Macock thought for a moment. ‘No, not exactly,’ he said. ‘I think he did leave us some papers. Many authors use us in that way, to hold their letters and such.’

  ‘Do you still have them?’ asked Charlie.

  Macock shook his head. ‘I don’t think so,’ he said. ‘I’m afraid when Ishmael disappeared I filed his documents with my father’s old things. I’ve just started the process of pulping.’

  Chapter 15

  Lady Castlemaine lay back on the bed. ‘Tell me where you’ve been,’ she said. ‘The whole court wonders.’

  Buckingham eyed her. Then he reached a hand to the front of her dress, torn where he had ripped it. He’d only just washed clean from his visit to Deptford, and the memories still sickened him. But Barbara Castlemaine had the kind of beauty that was mercifully distracting. The large violet eyes below soaring eyebrows had a permanent seductive cast.

  ‘Surely Charles told you the reason for my banishment.’ He toyed with the frayed ribbons.

  Buckingham raised his dark eyebrows. His handsome face had grown rugged at sea, giving his white teeth a wolfish quality. The hard muscular body had yearned for Barbara. But Buckingham sensed things had changed in his absence.

  He wondered if Barbara was fishing for information. Did she know something about his nightly visits to Deptford and his dark past? He didn’t think it possible.

  ‘He has too many distractions,’ said Barbara ruefully, ‘to tell me everything.’ But she couldn’t quite hide the discomfort on her face.

  ‘Anyone in particular?’ Buckingham was suddenly interested.

  ‘A lady, named Frances Stewart, a cousin of yours. Perhaps you could distract her?’

  ‘I’ve never met Frances.’ He pulled her towards him. ‘Is she pretty?’

  ‘The court talks of nothing but her beauty. And her purity,’ she added bitterly. ‘There was a time when Charles valued skill.’

  ‘Frances Stewart is taking attention from the King,’ Buckingham guessed. He sounded amused.

  ‘Your cousin is a child,’ said Barbara. ‘He’ll tire of her the moment he has her. The poor girl will be ruined.’

  ‘You’re all heart.’

  ‘She’s an easy conquest for you,’ suggested Barbara. ‘Young. Virginal.’

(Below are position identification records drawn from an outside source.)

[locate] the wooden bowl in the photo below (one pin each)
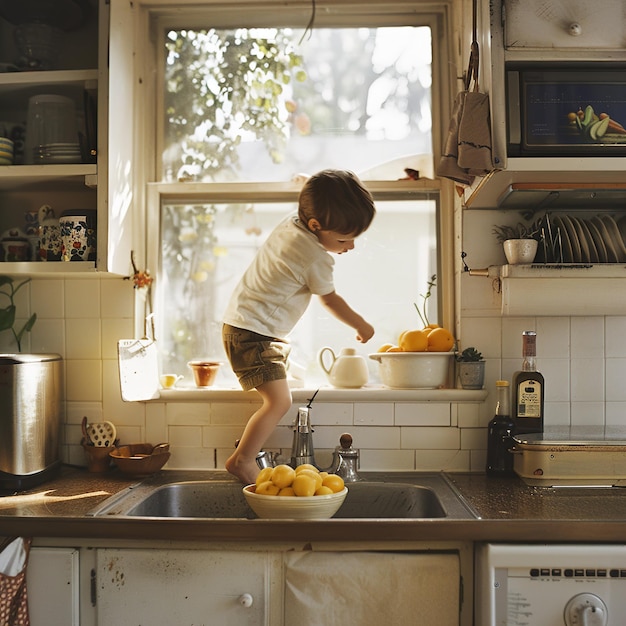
(140, 459)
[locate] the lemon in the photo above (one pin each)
(440, 340)
(414, 341)
(334, 483)
(315, 476)
(267, 488)
(283, 476)
(304, 485)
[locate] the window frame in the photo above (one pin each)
(155, 15)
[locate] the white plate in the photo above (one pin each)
(585, 254)
(598, 241)
(616, 237)
(566, 246)
(573, 237)
(594, 256)
(611, 253)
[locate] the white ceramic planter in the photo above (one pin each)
(520, 251)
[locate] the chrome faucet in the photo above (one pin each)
(302, 447)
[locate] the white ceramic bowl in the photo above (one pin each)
(286, 507)
(413, 370)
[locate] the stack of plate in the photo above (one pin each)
(57, 153)
(590, 240)
(6, 151)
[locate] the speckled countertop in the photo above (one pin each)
(506, 509)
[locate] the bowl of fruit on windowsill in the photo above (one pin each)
(421, 359)
(283, 492)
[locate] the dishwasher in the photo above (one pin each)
(550, 585)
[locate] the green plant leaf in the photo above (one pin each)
(26, 328)
(7, 317)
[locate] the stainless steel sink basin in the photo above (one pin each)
(176, 494)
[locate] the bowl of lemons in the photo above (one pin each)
(283, 492)
(421, 359)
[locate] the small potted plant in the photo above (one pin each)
(471, 368)
(519, 241)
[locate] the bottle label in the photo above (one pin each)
(529, 399)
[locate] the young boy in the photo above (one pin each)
(333, 209)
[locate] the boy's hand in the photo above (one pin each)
(365, 333)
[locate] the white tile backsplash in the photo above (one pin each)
(82, 319)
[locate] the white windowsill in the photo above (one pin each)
(369, 393)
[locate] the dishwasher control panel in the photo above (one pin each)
(550, 584)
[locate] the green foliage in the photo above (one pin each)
(7, 314)
(425, 296)
(517, 231)
(469, 355)
(221, 88)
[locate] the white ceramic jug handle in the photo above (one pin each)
(320, 357)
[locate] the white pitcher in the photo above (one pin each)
(348, 370)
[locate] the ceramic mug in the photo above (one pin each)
(78, 236)
(49, 235)
(169, 380)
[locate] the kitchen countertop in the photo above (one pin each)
(507, 510)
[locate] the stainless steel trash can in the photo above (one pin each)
(30, 418)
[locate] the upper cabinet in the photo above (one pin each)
(54, 108)
(554, 71)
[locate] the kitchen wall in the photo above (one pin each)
(582, 358)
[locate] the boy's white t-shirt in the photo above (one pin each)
(276, 289)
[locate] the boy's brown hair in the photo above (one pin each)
(338, 201)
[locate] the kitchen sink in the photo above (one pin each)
(180, 494)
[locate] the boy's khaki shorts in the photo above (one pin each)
(255, 359)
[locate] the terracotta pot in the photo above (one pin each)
(98, 459)
(520, 251)
(471, 374)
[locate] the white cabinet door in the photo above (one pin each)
(372, 588)
(183, 587)
(53, 587)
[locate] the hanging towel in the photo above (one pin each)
(13, 597)
(467, 150)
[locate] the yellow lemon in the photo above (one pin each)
(263, 475)
(304, 485)
(440, 340)
(414, 341)
(283, 476)
(334, 483)
(267, 488)
(314, 476)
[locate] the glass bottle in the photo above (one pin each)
(528, 389)
(500, 434)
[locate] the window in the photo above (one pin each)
(246, 111)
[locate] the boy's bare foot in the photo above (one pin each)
(245, 471)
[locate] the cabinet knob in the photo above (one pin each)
(246, 600)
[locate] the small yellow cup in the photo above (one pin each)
(169, 380)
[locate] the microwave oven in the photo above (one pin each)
(566, 109)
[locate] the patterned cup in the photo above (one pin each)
(78, 237)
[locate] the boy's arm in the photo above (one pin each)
(342, 311)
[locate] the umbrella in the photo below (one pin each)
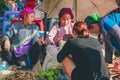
(80, 8)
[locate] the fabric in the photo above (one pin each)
(111, 26)
(93, 18)
(66, 10)
(25, 11)
(34, 53)
(87, 56)
(19, 51)
(57, 33)
(20, 33)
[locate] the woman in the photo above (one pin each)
(58, 35)
(86, 61)
(109, 27)
(22, 38)
(62, 29)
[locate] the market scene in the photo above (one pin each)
(59, 39)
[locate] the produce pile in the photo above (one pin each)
(21, 75)
(51, 74)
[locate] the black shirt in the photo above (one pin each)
(87, 56)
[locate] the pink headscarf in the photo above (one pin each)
(66, 10)
(25, 11)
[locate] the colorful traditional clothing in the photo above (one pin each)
(22, 38)
(59, 33)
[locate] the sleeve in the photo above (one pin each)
(108, 23)
(51, 34)
(65, 51)
(108, 47)
(9, 34)
(37, 35)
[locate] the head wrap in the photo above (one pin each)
(92, 19)
(66, 10)
(26, 11)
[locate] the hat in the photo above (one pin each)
(25, 11)
(92, 19)
(66, 10)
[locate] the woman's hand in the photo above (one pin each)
(7, 45)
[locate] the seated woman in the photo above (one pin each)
(58, 35)
(22, 38)
(86, 61)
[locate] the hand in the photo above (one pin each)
(7, 45)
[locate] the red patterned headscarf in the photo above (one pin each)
(26, 11)
(66, 10)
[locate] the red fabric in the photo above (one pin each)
(38, 21)
(31, 4)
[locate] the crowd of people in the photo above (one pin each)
(69, 42)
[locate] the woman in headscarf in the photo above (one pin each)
(22, 38)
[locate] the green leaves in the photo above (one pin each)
(51, 74)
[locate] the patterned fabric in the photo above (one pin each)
(110, 30)
(58, 33)
(19, 33)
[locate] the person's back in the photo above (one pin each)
(86, 54)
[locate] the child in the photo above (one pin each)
(57, 36)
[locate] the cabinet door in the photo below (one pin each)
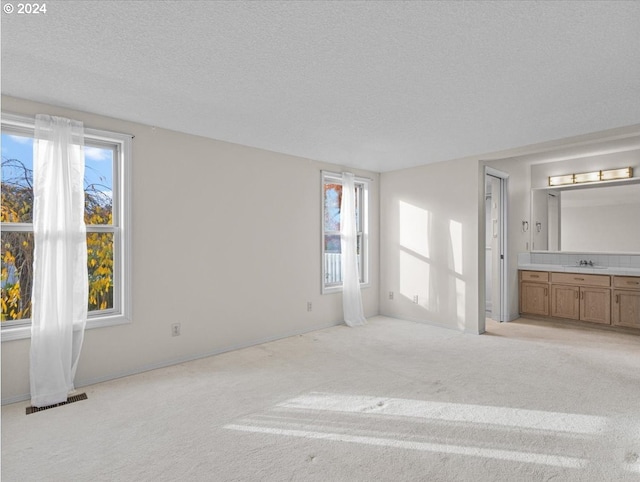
(595, 305)
(534, 298)
(565, 301)
(626, 308)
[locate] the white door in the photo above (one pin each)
(495, 209)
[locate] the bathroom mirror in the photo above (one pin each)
(593, 218)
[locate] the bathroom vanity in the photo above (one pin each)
(606, 295)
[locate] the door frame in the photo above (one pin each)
(503, 305)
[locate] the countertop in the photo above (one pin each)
(581, 269)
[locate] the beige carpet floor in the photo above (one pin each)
(390, 401)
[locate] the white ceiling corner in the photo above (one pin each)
(374, 85)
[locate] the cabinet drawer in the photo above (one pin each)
(627, 282)
(534, 276)
(581, 279)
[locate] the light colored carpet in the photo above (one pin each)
(390, 401)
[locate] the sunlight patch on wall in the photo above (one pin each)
(414, 277)
(455, 233)
(414, 228)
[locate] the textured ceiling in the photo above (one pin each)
(375, 85)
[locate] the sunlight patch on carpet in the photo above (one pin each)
(510, 455)
(451, 412)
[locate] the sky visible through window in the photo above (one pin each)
(98, 161)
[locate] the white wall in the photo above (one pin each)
(430, 244)
(226, 241)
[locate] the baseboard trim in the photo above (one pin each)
(176, 361)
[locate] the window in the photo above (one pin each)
(331, 249)
(107, 166)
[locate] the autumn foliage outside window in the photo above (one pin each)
(17, 228)
(331, 247)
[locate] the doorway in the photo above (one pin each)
(495, 244)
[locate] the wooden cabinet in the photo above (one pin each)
(595, 305)
(581, 303)
(583, 297)
(534, 292)
(626, 301)
(534, 298)
(565, 301)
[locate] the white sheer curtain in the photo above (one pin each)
(60, 282)
(351, 297)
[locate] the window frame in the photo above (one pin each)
(121, 144)
(362, 203)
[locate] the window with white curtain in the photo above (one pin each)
(107, 204)
(331, 250)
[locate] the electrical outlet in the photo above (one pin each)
(175, 329)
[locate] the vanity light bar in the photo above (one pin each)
(587, 177)
(560, 180)
(594, 176)
(611, 174)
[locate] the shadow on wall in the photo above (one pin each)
(431, 265)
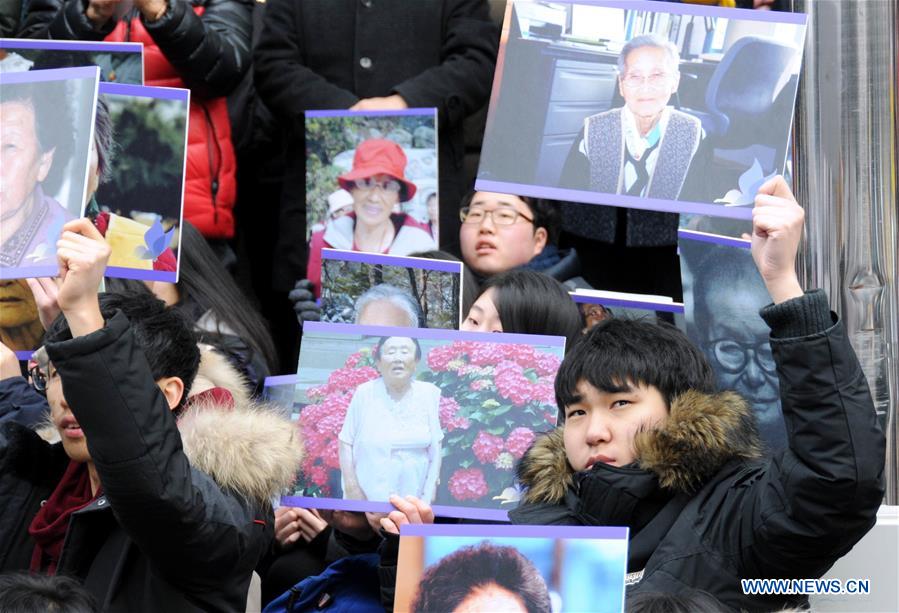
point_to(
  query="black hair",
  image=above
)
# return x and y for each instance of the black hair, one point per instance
(446, 584)
(530, 302)
(53, 122)
(619, 352)
(470, 287)
(376, 354)
(165, 335)
(104, 139)
(25, 592)
(204, 284)
(546, 214)
(691, 601)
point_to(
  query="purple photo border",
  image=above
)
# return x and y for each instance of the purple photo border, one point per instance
(715, 239)
(339, 504)
(23, 272)
(397, 113)
(611, 533)
(667, 307)
(533, 340)
(52, 74)
(144, 91)
(279, 380)
(700, 10)
(392, 260)
(623, 200)
(73, 45)
(140, 274)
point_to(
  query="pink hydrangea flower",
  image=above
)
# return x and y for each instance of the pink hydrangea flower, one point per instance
(468, 484)
(487, 447)
(519, 441)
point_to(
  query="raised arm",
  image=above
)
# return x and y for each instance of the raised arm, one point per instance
(822, 494)
(183, 522)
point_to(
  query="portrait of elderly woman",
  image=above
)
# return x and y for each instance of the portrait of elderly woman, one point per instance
(378, 185)
(36, 137)
(483, 577)
(20, 325)
(391, 438)
(645, 147)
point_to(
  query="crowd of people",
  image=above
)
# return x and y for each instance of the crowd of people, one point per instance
(140, 464)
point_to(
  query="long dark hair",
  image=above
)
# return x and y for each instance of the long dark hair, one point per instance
(530, 302)
(204, 284)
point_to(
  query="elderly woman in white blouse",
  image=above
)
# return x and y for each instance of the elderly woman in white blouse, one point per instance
(390, 440)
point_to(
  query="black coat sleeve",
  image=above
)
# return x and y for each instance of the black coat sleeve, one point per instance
(461, 83)
(287, 86)
(821, 496)
(194, 533)
(210, 52)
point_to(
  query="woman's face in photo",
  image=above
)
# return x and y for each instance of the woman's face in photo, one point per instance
(483, 316)
(17, 307)
(396, 360)
(22, 164)
(491, 597)
(373, 205)
(648, 81)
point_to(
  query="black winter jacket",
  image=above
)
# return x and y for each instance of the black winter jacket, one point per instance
(327, 54)
(185, 511)
(211, 53)
(704, 508)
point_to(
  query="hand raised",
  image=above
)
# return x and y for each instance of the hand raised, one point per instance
(777, 221)
(409, 510)
(82, 254)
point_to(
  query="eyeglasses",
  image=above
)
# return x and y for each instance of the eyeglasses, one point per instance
(734, 356)
(390, 185)
(501, 217)
(655, 81)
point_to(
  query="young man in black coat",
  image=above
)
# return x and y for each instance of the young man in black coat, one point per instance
(149, 514)
(646, 442)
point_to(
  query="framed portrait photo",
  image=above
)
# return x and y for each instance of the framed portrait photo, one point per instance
(441, 415)
(659, 106)
(532, 569)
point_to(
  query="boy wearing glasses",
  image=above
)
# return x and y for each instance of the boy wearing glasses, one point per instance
(501, 232)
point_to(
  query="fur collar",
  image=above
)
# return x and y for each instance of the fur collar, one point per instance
(702, 433)
(252, 449)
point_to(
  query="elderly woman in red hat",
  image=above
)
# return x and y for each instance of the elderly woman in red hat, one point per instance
(378, 184)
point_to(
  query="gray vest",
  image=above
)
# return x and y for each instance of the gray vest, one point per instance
(605, 142)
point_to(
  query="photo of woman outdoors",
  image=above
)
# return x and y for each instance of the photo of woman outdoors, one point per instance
(442, 415)
(390, 440)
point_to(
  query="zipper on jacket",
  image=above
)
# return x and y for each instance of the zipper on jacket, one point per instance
(215, 161)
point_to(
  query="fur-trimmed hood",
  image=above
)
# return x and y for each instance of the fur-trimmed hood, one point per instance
(250, 448)
(701, 434)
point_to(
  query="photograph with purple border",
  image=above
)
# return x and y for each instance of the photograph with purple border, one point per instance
(442, 415)
(545, 569)
(371, 182)
(390, 290)
(46, 125)
(648, 105)
(596, 306)
(118, 62)
(723, 293)
(135, 193)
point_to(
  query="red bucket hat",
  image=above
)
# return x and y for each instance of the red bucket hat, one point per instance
(379, 156)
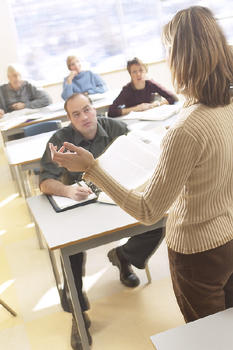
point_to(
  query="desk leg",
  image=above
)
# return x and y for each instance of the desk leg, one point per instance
(55, 269)
(74, 297)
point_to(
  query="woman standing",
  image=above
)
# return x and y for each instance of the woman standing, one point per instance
(194, 176)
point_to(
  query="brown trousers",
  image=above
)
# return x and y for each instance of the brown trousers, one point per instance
(203, 282)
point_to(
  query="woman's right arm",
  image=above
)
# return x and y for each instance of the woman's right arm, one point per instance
(178, 158)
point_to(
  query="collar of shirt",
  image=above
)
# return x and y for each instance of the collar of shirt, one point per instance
(21, 87)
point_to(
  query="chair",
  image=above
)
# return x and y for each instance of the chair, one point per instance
(32, 130)
(7, 307)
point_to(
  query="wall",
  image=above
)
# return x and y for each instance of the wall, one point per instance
(8, 39)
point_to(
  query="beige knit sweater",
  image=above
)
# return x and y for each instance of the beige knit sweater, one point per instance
(193, 179)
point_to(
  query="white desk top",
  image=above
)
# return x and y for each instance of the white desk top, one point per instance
(27, 149)
(65, 228)
(15, 120)
(209, 333)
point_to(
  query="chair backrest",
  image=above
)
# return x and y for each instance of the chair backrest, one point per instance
(39, 128)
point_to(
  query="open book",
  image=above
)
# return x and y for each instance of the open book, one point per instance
(131, 160)
(158, 113)
(60, 203)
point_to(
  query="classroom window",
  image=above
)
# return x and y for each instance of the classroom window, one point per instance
(104, 34)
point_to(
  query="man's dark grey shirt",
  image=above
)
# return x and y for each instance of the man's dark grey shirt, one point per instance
(107, 130)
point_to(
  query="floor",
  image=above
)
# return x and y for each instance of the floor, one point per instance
(122, 318)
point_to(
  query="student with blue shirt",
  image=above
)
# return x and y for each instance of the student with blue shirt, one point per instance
(79, 81)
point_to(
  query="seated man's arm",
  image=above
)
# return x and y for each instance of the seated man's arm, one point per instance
(51, 175)
(38, 98)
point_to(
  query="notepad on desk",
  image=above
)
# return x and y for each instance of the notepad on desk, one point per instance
(61, 203)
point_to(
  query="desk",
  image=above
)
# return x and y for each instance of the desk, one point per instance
(13, 125)
(72, 231)
(212, 332)
(24, 154)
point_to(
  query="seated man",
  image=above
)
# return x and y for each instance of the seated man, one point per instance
(139, 95)
(94, 134)
(81, 81)
(19, 94)
(2, 103)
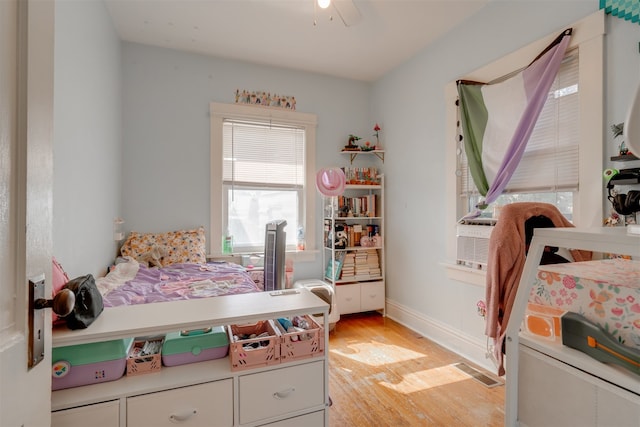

  ‘Get me back in court,’ he said, keeping his tone casual, ‘and I’ll consider it.’

  Barbara thought about this. Her gaze drifted round the unadorned room, so unlike the places Buckingham was used to. The room bore a small fireplace, low, cosy ceilings, a large trunk in which travellers could lock away their valuables and a writing desk. The adjoining room held the rest of his travelling possessions. Chests and trunks loaded with his fine clothes and riches.

  It was a plain dwelling for an aristocrat. Barbara could only guess at Buckingham’s humiliation.

  ‘You must miss court,’ she said.

  ‘Yes,’ he replied.

  There was a bitterness in his voice. Barbara felt her body tense. She’d forgotten how quickly Buckingham could turn.

  He moved his body to shadow hers. Buckingham wasn’t as large as Charles, but his muscled frame reminded her of a snake ready to strike.

  ‘Perhaps I should take my revenge on you,’ Buckingham suggested, letting his fingers circle her neck.

  ‘You’d be gutted for treason,’ said Barbara, and she realised she was fighting to keep her voice calm. Had he been like this before? She couldn’t remember.

  Buckingham let his fingers tighten just a fraction, and Barbara felt a wave of real fear. In this moment, she realised, she just wanted to be with Charles.

  Catching her expression, Buckingham laughed and rolled back on the bed.

  ‘You’re losing your touch,’ he grinned. ‘The old Barbara would have flown at me like a wildcat.’ His expression changed suddenly. ‘Tell me why you’re really here,’ he said, ‘if you’ve not come for the old passion.’

  Barbara kissed him deeply. ‘Tell me your crime,’ she whispered, letting her fingernails rake his back. ‘What did you do?’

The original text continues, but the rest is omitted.